ABSTRACT
In this article, we find evidence of a ‘keeping up with the Joneses’ effect in the relationship between inequality and crime in Italy. We use data on minor and major crimes in the 20 Italian regions in the years 2004–2015 and show that for higher (lower) income levels, inequality leads individuals to commit major (minor) crimes to try to keep up with richer people.
Disclosure statement
No potential conflict of interest was reported by the authors.
Notes
1 More recently, this peer-group externality has mostly been incorporated into asset-pricing models. See, for example, Abel (Citation1990) and Galí (Citation1994).
2 Criminal behaviour may result not only from inequality of incomes (i.e. outcomes), but more generally from inequality of opportunities, such as access to education, health services and labour markets (see Roemer Citation1998).

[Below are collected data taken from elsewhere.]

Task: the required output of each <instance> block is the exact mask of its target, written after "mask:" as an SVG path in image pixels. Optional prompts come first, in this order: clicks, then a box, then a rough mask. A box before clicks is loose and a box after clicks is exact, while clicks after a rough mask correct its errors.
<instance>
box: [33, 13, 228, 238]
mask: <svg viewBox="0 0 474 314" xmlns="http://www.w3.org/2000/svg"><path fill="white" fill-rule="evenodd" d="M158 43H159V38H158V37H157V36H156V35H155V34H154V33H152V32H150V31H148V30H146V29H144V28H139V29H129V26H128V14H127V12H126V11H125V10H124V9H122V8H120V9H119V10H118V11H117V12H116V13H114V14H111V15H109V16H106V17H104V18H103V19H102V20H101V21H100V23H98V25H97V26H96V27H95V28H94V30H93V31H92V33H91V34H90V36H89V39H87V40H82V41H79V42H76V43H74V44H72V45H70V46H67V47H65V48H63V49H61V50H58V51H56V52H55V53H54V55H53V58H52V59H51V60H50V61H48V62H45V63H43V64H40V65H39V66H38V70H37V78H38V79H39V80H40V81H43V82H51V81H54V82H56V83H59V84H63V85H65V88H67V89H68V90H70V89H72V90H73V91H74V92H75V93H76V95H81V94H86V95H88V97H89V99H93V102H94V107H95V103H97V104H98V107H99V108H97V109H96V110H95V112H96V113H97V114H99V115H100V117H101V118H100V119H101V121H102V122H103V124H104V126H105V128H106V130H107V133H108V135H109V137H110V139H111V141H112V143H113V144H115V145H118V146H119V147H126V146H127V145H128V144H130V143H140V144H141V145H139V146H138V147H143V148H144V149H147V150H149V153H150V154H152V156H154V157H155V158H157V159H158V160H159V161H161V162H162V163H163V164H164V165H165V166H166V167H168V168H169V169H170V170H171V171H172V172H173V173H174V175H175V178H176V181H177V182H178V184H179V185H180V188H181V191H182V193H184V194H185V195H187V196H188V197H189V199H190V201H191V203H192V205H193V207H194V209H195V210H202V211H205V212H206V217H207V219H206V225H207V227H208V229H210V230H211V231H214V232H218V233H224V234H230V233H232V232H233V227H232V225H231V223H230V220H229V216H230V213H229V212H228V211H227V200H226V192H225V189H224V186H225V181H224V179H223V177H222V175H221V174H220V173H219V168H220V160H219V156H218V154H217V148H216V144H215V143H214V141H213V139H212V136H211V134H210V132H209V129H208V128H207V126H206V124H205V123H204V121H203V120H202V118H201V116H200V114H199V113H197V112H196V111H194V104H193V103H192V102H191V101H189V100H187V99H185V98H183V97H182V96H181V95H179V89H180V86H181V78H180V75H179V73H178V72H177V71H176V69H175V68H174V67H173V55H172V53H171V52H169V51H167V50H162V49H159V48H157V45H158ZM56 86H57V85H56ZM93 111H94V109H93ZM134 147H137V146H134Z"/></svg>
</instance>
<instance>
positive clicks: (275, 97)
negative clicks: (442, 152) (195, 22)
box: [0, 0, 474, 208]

In our analysis, we control for specific socio-economic geographic variables, which can be related to the role of inequality in opportunities.
3 Data are provided by the cross-sectional and longitudinal sample survey EU-SILC (Statistics on Income and Living Conditions), coordinated by Eurostat.
4 Although we provide a robust association between inequality and magnitude of crime according to the size of income gap (which is in line with part of the previous theoretical and empirical literature), our research design and the level of analysis do not allow to test and address the causality issue. We leave for future research a more thorough analysis on this topic with disaggregated data at sub-regional level, not available at present.